To expect Muse to produce a life-changing, serious piece of music is akin to expecting the British National Party get voted into power only to open the nation's borders to Eastern Europe or expecting Emile Heskey to bag a hat-trick in the World Cup semi-final. It's nonsense, and aside from the core elite of Muse's followers, everybody knows that.  If we give Matt Bellamy the benefit of the doubt, then his group's latest work can be viewed in a much friendlier, forgiving light. He can be excused from lines such as: "Are we digging a hole? This is out of control!" and we can pretend to turn a blind eye to his belief in 9/11 conspiracy theories. But should one give a band so many chances? Well, when a record sounds as adventurous, outgoing and free as this one does, then without doubt, yes we should.
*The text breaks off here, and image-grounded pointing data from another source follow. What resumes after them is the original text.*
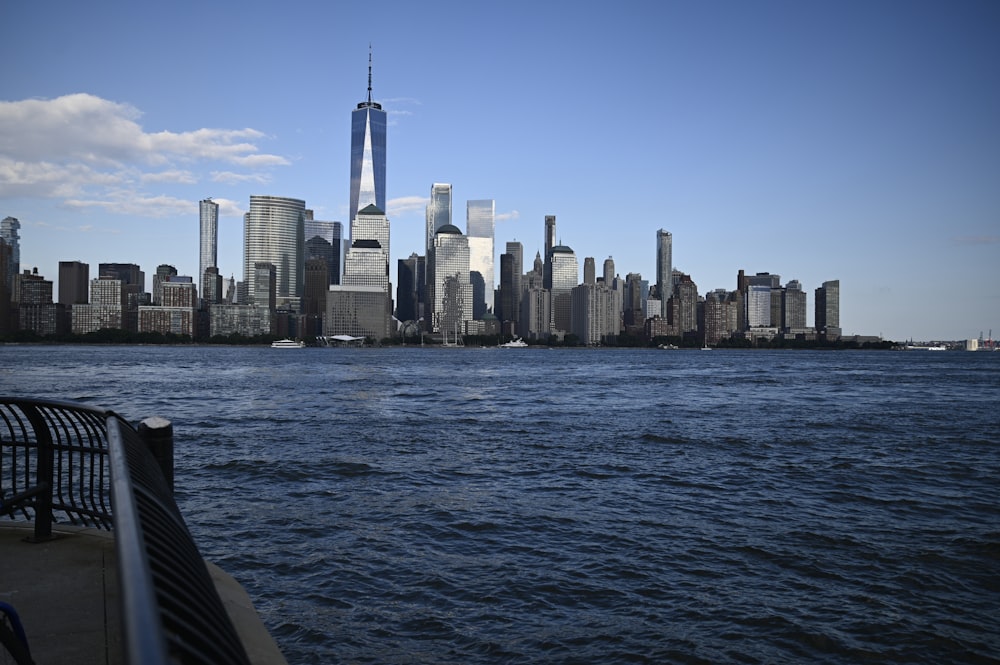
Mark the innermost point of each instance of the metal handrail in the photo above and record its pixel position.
(103, 474)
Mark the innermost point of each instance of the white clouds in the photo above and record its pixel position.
(507, 216)
(230, 178)
(406, 204)
(128, 203)
(179, 177)
(93, 153)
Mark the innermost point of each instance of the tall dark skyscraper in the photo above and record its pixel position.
(368, 123)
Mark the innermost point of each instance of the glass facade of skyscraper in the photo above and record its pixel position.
(368, 123)
(438, 210)
(828, 309)
(480, 217)
(664, 268)
(208, 243)
(274, 232)
(324, 240)
(449, 291)
(565, 277)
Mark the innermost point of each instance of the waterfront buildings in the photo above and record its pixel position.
(274, 232)
(9, 227)
(664, 268)
(325, 240)
(410, 278)
(74, 280)
(176, 312)
(449, 291)
(36, 311)
(479, 216)
(511, 266)
(163, 274)
(550, 242)
(438, 211)
(108, 307)
(368, 153)
(565, 275)
(208, 239)
(828, 309)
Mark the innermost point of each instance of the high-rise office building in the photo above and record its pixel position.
(6, 316)
(828, 309)
(212, 282)
(274, 232)
(793, 307)
(511, 267)
(107, 308)
(265, 281)
(684, 305)
(565, 276)
(8, 233)
(664, 268)
(480, 217)
(325, 240)
(162, 275)
(595, 313)
(367, 261)
(550, 242)
(438, 213)
(449, 291)
(368, 123)
(317, 284)
(208, 245)
(74, 281)
(406, 288)
(133, 286)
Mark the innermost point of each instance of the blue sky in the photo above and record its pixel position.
(857, 141)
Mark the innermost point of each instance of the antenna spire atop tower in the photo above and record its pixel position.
(369, 73)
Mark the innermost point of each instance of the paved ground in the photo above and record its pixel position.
(66, 591)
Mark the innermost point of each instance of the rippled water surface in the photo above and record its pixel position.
(485, 505)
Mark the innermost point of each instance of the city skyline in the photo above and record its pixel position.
(766, 143)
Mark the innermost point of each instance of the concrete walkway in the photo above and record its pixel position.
(66, 592)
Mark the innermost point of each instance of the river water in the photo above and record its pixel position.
(415, 505)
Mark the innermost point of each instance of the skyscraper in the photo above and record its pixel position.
(550, 242)
(828, 309)
(8, 232)
(368, 123)
(449, 292)
(479, 216)
(438, 210)
(274, 232)
(565, 277)
(325, 240)
(208, 246)
(74, 281)
(511, 268)
(664, 268)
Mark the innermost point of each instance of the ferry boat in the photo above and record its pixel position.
(287, 344)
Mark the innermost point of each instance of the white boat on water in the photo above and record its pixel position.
(287, 344)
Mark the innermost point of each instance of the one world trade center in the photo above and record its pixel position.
(367, 153)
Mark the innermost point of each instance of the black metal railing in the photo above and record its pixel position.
(61, 460)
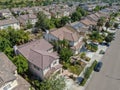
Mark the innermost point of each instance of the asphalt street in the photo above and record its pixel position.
(109, 76)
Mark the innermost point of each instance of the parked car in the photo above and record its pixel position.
(98, 66)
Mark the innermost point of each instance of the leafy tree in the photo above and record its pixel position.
(100, 22)
(82, 11)
(97, 8)
(96, 37)
(9, 52)
(21, 63)
(4, 43)
(109, 38)
(107, 25)
(52, 83)
(76, 16)
(65, 54)
(42, 22)
(116, 25)
(29, 25)
(64, 20)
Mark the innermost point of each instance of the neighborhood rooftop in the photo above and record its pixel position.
(37, 44)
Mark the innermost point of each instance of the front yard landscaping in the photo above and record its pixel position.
(75, 67)
(88, 72)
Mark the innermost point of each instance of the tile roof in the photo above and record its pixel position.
(5, 11)
(76, 47)
(8, 21)
(7, 69)
(87, 22)
(93, 17)
(40, 44)
(42, 59)
(22, 84)
(28, 16)
(67, 33)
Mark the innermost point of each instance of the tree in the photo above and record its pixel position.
(100, 22)
(82, 11)
(9, 52)
(109, 38)
(4, 43)
(21, 63)
(65, 54)
(97, 8)
(116, 25)
(107, 25)
(96, 37)
(52, 83)
(64, 20)
(42, 22)
(76, 16)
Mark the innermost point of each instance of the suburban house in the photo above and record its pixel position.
(9, 79)
(68, 33)
(42, 60)
(28, 18)
(11, 22)
(88, 23)
(5, 13)
(93, 17)
(79, 27)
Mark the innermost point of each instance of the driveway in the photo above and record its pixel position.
(109, 76)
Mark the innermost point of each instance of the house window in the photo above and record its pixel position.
(36, 68)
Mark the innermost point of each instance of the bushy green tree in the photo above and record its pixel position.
(65, 54)
(15, 36)
(42, 22)
(76, 16)
(21, 63)
(52, 83)
(4, 43)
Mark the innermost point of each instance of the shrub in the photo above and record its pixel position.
(87, 73)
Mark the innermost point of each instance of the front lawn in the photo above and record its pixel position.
(74, 68)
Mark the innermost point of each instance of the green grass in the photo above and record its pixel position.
(75, 69)
(88, 72)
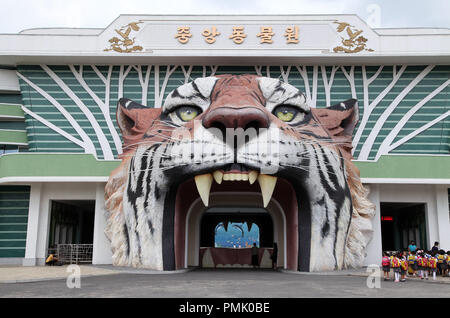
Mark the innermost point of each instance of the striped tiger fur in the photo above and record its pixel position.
(313, 153)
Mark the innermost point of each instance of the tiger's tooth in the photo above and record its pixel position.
(218, 176)
(203, 183)
(252, 176)
(267, 184)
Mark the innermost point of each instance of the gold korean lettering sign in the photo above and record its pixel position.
(183, 34)
(266, 35)
(238, 35)
(210, 35)
(291, 35)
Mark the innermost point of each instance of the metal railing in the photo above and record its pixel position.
(73, 253)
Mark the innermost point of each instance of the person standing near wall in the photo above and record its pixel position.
(435, 248)
(255, 262)
(274, 256)
(412, 247)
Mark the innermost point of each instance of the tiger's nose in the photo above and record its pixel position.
(229, 117)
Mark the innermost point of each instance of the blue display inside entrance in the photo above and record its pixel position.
(236, 235)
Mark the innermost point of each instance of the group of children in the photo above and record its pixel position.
(421, 263)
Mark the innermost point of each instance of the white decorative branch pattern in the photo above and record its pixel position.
(87, 143)
(386, 146)
(147, 91)
(367, 146)
(104, 144)
(103, 105)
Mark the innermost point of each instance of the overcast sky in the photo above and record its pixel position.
(24, 14)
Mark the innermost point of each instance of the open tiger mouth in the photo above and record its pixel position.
(239, 183)
(235, 173)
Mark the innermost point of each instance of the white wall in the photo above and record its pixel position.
(40, 205)
(102, 247)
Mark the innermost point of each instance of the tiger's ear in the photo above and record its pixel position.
(134, 120)
(340, 120)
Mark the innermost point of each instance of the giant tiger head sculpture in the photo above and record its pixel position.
(307, 149)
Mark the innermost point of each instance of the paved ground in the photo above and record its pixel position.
(14, 274)
(226, 283)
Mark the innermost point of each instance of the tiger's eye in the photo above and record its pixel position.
(187, 113)
(285, 113)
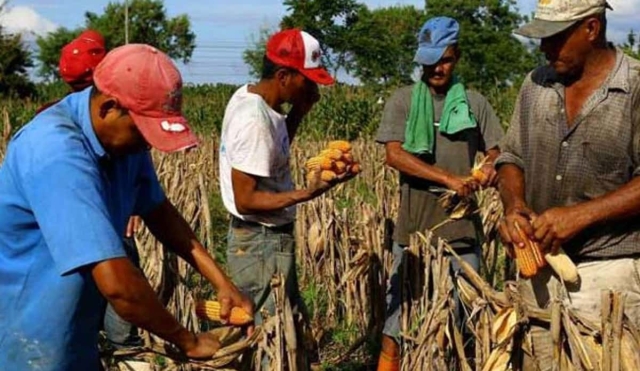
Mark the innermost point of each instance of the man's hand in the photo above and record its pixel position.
(462, 186)
(316, 186)
(133, 226)
(229, 297)
(557, 226)
(200, 346)
(508, 232)
(490, 175)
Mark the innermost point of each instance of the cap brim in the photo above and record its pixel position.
(429, 56)
(318, 75)
(165, 140)
(540, 29)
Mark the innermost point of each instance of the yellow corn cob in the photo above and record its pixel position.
(324, 163)
(339, 167)
(334, 154)
(479, 175)
(210, 310)
(347, 158)
(325, 175)
(525, 256)
(563, 266)
(342, 145)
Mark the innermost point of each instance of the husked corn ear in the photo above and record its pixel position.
(525, 256)
(324, 163)
(339, 167)
(210, 310)
(563, 266)
(325, 175)
(332, 153)
(342, 145)
(347, 157)
(478, 175)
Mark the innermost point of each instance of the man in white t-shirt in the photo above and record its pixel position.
(255, 177)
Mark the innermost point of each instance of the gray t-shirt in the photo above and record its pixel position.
(419, 208)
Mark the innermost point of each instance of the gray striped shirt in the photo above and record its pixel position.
(566, 165)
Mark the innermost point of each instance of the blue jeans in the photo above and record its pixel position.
(394, 298)
(121, 333)
(254, 256)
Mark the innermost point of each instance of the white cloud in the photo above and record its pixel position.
(25, 20)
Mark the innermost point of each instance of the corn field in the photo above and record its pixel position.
(344, 258)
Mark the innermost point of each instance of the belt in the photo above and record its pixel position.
(257, 227)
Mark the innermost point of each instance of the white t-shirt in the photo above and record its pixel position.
(255, 141)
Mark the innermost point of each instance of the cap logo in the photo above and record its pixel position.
(174, 127)
(426, 37)
(315, 55)
(174, 101)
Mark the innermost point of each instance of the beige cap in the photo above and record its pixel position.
(554, 16)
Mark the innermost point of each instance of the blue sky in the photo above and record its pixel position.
(224, 28)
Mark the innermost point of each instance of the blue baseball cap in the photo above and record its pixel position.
(434, 38)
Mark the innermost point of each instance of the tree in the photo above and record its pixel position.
(148, 23)
(491, 55)
(631, 45)
(253, 56)
(329, 21)
(383, 43)
(14, 61)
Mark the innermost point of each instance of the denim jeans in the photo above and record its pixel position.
(254, 257)
(394, 298)
(121, 333)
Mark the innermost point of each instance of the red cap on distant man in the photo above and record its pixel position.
(147, 83)
(297, 49)
(80, 57)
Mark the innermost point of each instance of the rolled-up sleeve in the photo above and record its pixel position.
(510, 145)
(66, 196)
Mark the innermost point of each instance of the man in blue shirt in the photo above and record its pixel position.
(70, 180)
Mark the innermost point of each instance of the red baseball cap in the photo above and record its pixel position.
(147, 83)
(80, 57)
(297, 49)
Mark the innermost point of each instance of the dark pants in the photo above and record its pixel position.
(255, 254)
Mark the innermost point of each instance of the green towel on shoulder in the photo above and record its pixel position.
(419, 135)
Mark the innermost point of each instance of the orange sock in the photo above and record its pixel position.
(388, 363)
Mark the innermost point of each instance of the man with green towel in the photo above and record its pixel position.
(432, 132)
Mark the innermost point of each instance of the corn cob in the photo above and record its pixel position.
(324, 163)
(339, 167)
(210, 310)
(526, 258)
(347, 158)
(342, 145)
(478, 175)
(334, 154)
(325, 175)
(563, 266)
When you wipe those nasty rhyming couplets to one side, and get out your fact-finding glasses, 'Resistance' unveils itself to be a bit of a smart cookie. Based upon George Orwell's "literary classic", '1984', it covers the political crux, the romantic contrast and the sense of defiance that emerges from the book. 'Uprising' details the refusal to give in to - in the context of '1984' - a totalitarian regime. 'United States of Eurasia''s dramatic, pounding grandiose fittingly covers the conflict element and the title-track's fragile opening beautifully introduces the notions of love, but along with that, fear of being undone from the relationship by the "thought police".

Without this hidden context, Muse's fifth album remains wild, unpredictable and inventive. Granted, chorus' remain chant-able, as per 'Starlight' or 'Hysteria', but surrounding every sing-along is something new, almost unheard of from Bellamy and co. 'Unnatural Selection' pits a New Born-esque riff against jazz organs to dramatic effect and 'Unnatural Desires' manages to tangle Rn'B-style production with slap bass. It sounds ghastly, I know. But as did 'United States...' and the Blondie-meets-Battles lead single 'Uprising' the first time they were unveiled. In album form, they somehow emerge away from the mediocrity-inducing mist and have just as much of an impact as the rest of the record.

Bellamy is at centre stage, unsurprisingly. Living up to his title of "rock's sexiest man"; he huffs and puffs before repeating verses in French in 'I Belong To You'. Prior to that, he casts a Queen-sized shadow on the stupendously gigantic ballad 'Guiding Light', and he dominates the musical sphere throughout with guitar solos and Chopin piano pieces. But his finest achievement to date with Muse comes through this ambitious symphony that concludes the album. Commencing as dark and reflective, Bellamy conducts the strings to swim from off to on, from dark to uplifting and it all climaxes with optimism through fluttering drum pattern and the closing line, "this time we'll get it right...", as they so crucially do.

And when the symphony dies out, you ask yourself whether Muse really are that stupid after all. The answer is: during their career they've always managed to achieve a balance between the sublime and the ridiculous. On 'The Resistance', they merely master that once more, whilst somehow managing to open new boundaries. Benefits of the doubt aren't required: 'The Resistance' is one of the most instantaneous, fixating listens of the year.